You determine that a user manually placed the account into the WQ, which means it will stay there forever, or until the account moves to a closed status; whichever comes first. Going further, you find the system action information stored on the HAR , and combined with the Audit Trail in Account Maintenance, you figure out someone has been working an account over the past two weeks. The user apparently had conflicting information as noted in the Account Notes, so the account kept bouncing between system auto actions because of the related changes to account information.
The pot of gold
The “smoking gun” can be found in many places, but Record Viewer is nearly a one-stop-shop for the investigation of individual cases. That’s because it has the ability to click on Hyperlinks to jump to the next linked record to follow the trail to the smoking gun. The savvy consultant can find definitive answers with the combination of Record Viewer (a direct view into the database) and a report tool like Account Query, Census reports of Department Appointment Reports (DARs), or reporting workbench reports. Record Viewer shows most, but not all data Epic has stored regarding the records. And it isn’t the only Epic technology that can do what it does (Some of us may recall using EAVIEWID way back in the early Epic day).
After the above investigation (which could take as little as five minutes with the right tools), you forward your answer back to your director to give them that little pot of gold you found, generating confidence and added good will. The end user was doing good work, but the timing and nature of the information caused some turbulence.
The Closing
If you don’t follow all of the above, that’s ok. It is written to quickly skip over an enormous topic, while still giving enough hints for the investigators/build teams to add to their tool kit.
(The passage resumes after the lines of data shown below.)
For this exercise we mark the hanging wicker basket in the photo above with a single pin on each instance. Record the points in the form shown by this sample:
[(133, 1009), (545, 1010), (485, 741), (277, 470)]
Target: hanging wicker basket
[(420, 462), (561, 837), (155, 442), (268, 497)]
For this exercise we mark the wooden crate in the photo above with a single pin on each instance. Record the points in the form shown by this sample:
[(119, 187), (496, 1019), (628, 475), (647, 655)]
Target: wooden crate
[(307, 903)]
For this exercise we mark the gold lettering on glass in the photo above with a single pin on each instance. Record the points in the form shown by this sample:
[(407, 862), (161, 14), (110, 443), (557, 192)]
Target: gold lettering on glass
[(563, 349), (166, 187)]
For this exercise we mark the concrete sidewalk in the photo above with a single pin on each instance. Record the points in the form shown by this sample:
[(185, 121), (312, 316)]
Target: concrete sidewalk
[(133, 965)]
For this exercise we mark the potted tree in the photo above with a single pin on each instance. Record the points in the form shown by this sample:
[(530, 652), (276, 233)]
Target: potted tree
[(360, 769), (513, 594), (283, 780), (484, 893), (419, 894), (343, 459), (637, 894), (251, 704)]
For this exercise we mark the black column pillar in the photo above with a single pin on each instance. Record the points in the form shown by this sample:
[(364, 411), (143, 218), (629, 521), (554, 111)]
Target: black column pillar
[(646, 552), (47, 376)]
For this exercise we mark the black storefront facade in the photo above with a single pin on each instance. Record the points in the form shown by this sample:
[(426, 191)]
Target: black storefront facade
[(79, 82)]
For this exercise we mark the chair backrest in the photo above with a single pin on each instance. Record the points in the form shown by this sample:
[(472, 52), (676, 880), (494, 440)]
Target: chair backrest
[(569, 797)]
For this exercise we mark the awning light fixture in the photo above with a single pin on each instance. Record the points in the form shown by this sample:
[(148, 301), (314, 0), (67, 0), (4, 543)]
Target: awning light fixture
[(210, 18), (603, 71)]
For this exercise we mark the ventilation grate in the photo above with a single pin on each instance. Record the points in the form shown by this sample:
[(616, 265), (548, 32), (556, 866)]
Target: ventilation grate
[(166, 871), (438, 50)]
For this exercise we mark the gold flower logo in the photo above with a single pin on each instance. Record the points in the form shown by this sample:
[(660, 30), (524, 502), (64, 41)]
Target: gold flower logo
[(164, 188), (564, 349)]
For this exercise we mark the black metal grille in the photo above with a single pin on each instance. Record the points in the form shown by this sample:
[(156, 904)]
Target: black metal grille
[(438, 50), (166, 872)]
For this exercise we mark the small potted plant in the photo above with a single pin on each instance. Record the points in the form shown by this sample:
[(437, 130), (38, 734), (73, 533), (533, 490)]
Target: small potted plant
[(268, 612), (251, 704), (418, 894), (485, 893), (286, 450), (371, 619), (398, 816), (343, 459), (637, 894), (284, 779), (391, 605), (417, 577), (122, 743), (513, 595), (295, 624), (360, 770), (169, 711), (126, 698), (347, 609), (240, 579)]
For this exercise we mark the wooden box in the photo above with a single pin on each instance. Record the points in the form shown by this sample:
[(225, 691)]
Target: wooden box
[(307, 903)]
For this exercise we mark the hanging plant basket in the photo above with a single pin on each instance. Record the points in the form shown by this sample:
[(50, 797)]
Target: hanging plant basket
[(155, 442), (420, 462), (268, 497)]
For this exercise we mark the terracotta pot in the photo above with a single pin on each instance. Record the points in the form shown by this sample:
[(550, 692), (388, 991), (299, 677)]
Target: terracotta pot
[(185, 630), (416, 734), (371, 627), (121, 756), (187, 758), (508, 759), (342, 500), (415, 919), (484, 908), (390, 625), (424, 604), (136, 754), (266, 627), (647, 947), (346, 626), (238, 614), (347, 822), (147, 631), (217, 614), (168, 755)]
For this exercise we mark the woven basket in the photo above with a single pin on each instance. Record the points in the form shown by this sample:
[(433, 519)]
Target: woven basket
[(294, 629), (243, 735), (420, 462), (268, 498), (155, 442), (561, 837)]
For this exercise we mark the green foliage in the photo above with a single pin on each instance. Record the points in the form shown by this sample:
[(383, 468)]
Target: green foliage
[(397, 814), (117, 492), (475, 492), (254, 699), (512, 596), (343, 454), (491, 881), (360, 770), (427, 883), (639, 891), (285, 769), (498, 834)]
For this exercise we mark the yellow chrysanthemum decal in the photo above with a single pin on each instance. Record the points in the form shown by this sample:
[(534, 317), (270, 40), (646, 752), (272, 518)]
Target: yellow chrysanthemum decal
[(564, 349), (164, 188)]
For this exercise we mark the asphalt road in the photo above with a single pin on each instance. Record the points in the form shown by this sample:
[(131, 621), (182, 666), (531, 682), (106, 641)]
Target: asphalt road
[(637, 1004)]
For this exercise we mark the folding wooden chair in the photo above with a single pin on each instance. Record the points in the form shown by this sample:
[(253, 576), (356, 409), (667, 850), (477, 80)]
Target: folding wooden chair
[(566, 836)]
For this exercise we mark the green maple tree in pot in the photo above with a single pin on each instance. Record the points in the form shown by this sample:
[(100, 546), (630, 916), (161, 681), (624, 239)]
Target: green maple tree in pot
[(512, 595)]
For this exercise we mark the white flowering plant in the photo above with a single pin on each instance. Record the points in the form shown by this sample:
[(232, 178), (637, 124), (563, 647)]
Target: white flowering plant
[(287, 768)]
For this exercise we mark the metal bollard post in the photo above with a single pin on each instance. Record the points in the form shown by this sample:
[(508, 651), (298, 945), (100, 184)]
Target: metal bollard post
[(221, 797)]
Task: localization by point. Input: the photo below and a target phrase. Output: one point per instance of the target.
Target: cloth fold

And, it’s enough hints for others to know what questions to ask if they are looking for a person who can find the smoking gun.
In essence, you need four things:
1) A tool like Record Viewer or EAVIEWID to be able to view all details of a single record, or just the important pieces all in one place/screen.
2) A tool to move from record to record to follow the bread crumbs. Record Viewer does this easily, and EAVIEWID can do slowly and without a quick ability to go backwards in the bread crumb trail.
3) A tool like Account Query, Chronicles, Reporting Workbench, Clarity, or certain standard application reports to be able to generalize the findings from single cases to all similar cases in the system.
4) The ability to recognize who has the skills to do 1 through 3 for you or your organization.
This is meant to be a short and quick point, and yes there are additional methods and tools available, some of which are more powerful than all of the above combined - which is to say, if you don’t find your pot of gold here, then it doesn’t mean it doesn’t exist.